The two Lebanese were abducted along with two Syrians, a Greek, an Italian and a Briton, all of whom were employed by Lebanese-owned construction firm Setraco in the northern Nigerian state of Bauchi.
The group were seized from a construction site on February 16 in northern Nigeria, in an attack claimed by Islamist group Ansaru, which later posted a video and a statement online announcing the hosted had been killed.
Britain, Greece and Italy, whose nationals were among those taken, said reports of the hostages' deaths appeared credible, while Beirut has voiced doubt that its citizens were killed.
Nigeria has not yet offered confirmation on the purported executions.

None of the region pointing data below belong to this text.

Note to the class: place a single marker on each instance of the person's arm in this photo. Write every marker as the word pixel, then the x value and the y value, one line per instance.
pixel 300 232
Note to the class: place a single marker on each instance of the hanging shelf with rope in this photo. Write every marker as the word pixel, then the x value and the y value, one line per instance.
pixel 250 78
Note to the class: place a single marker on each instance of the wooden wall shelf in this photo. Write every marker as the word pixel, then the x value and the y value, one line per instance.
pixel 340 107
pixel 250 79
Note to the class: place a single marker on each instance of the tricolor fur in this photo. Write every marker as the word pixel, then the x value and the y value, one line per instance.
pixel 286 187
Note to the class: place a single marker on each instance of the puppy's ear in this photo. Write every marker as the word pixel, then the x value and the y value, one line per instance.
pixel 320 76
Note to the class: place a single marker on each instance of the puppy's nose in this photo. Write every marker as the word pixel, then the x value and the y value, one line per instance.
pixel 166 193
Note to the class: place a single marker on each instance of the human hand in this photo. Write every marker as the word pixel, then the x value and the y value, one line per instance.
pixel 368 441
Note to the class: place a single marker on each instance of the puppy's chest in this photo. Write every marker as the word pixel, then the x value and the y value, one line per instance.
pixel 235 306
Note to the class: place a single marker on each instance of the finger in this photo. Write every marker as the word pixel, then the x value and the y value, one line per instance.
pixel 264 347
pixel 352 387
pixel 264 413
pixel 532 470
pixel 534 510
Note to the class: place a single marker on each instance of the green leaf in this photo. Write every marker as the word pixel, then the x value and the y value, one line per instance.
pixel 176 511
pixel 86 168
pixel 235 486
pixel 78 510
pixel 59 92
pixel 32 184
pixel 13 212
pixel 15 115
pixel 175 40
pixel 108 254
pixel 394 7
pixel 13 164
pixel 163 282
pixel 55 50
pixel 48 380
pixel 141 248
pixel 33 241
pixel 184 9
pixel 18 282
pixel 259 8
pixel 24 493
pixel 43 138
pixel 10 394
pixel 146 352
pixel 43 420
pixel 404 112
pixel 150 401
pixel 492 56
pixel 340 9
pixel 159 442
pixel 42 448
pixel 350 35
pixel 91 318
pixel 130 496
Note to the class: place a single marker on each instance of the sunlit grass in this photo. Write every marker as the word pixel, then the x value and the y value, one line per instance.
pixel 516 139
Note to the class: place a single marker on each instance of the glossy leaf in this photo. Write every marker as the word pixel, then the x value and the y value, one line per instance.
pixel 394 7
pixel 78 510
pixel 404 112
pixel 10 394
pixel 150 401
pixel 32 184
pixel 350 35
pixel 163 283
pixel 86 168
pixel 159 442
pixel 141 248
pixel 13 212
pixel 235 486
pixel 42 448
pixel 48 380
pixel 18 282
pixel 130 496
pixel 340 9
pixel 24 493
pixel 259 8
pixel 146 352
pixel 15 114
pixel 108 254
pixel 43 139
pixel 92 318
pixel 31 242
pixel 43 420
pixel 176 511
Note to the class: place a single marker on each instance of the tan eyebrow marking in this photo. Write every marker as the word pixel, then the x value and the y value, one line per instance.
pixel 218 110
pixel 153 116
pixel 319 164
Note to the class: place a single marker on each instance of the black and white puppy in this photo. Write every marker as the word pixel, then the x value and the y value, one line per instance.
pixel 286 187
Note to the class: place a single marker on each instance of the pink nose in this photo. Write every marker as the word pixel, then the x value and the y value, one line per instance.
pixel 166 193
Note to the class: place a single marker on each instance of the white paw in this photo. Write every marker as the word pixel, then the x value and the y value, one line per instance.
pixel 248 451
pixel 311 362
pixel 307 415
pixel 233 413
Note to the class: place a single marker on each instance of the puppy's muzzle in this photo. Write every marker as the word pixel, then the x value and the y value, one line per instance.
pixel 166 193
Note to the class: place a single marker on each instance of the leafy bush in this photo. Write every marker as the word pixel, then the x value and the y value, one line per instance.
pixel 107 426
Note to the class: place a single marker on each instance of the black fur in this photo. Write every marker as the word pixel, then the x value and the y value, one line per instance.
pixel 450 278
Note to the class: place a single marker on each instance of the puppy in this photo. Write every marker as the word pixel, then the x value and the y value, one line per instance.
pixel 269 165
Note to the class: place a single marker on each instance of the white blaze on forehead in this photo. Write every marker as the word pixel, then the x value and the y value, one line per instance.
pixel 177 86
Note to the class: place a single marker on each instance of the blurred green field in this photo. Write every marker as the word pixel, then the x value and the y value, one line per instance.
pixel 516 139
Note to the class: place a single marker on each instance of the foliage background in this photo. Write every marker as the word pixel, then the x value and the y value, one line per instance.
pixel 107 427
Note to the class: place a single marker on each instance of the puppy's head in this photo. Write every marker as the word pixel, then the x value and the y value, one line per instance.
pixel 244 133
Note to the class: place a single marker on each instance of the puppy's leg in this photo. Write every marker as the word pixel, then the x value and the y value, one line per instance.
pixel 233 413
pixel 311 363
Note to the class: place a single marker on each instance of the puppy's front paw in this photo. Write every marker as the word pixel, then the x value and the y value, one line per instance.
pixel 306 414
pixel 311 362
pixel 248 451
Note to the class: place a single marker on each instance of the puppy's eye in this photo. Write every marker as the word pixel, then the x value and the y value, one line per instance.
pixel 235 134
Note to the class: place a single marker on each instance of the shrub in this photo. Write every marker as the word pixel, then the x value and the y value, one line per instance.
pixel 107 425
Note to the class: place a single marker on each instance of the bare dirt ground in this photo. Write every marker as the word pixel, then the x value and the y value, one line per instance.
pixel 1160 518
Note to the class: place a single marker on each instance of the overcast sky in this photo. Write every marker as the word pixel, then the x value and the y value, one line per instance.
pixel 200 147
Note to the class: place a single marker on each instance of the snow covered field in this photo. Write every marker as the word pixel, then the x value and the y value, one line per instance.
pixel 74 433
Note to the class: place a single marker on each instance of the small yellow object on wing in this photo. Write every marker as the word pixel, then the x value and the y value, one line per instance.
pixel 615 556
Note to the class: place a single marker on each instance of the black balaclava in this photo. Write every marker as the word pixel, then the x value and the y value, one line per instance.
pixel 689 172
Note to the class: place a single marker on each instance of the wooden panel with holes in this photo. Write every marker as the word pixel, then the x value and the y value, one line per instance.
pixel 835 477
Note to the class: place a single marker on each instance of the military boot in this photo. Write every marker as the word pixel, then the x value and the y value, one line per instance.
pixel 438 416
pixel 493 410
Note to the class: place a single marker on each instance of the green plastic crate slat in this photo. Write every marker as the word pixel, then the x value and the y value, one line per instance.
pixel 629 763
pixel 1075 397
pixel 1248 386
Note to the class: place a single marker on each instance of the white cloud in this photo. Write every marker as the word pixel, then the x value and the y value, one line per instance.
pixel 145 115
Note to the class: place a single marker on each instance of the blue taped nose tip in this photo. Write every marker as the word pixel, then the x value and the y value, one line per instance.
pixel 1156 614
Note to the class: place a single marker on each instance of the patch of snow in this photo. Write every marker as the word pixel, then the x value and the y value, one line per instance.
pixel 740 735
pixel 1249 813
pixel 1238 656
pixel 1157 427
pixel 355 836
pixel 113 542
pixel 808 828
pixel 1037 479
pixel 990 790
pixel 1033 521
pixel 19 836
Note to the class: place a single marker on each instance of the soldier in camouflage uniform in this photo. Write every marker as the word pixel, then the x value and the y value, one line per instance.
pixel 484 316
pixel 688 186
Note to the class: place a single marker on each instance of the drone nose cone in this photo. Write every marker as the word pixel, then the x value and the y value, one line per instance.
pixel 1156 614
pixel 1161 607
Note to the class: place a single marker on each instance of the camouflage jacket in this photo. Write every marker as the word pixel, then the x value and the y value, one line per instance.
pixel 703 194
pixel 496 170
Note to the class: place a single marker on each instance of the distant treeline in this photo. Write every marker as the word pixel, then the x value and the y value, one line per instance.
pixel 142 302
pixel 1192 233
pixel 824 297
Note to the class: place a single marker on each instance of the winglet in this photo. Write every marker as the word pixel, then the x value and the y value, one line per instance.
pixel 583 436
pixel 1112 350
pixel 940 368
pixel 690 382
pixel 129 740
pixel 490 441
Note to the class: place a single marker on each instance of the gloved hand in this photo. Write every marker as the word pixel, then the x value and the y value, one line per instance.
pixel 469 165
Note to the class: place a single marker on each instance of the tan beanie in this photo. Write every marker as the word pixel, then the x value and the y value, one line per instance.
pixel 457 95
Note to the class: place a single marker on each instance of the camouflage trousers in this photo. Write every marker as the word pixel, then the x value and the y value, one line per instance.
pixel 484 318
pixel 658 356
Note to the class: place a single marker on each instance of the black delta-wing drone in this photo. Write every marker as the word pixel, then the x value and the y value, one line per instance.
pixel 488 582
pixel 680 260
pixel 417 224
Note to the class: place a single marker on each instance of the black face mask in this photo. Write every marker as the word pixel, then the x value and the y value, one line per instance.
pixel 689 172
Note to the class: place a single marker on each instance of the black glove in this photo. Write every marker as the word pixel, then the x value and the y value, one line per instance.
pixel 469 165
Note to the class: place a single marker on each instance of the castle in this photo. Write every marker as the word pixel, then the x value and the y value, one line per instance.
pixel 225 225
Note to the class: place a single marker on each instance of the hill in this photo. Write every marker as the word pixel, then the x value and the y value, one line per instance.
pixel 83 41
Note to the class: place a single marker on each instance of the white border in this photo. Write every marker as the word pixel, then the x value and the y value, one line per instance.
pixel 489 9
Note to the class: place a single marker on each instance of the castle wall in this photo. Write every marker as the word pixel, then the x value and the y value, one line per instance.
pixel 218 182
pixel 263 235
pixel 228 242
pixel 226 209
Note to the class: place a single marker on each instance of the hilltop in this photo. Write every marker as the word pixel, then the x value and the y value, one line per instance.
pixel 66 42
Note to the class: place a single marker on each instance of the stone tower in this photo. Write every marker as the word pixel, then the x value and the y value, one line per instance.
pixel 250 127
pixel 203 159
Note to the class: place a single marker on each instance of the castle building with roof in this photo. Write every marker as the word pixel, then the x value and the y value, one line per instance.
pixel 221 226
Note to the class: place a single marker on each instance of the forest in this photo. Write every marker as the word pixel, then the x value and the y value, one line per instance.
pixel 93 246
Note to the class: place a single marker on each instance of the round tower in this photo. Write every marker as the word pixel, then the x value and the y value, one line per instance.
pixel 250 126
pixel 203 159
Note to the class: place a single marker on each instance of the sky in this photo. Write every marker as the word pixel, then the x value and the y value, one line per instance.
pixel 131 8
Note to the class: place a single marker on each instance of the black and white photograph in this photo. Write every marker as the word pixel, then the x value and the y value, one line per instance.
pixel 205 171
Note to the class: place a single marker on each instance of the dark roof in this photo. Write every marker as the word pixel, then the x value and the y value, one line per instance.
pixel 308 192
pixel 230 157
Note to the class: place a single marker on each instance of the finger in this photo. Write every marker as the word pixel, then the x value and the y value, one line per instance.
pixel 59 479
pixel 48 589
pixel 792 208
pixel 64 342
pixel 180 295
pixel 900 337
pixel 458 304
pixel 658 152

"We are still working on it and we will get to the root of it," Nigeria's Jonathan told journalists in his first comments on the Ansaru execution claim.
"If they are killed. I insisted that we must get their corpses," he added, noting also that the video posted on YouTube "did not really show all the seven abductees”.
Ansaru is considered an offshoot of the more prominent Islamist group Boko Haram, which has killed hundreds in Nigeria since 2009.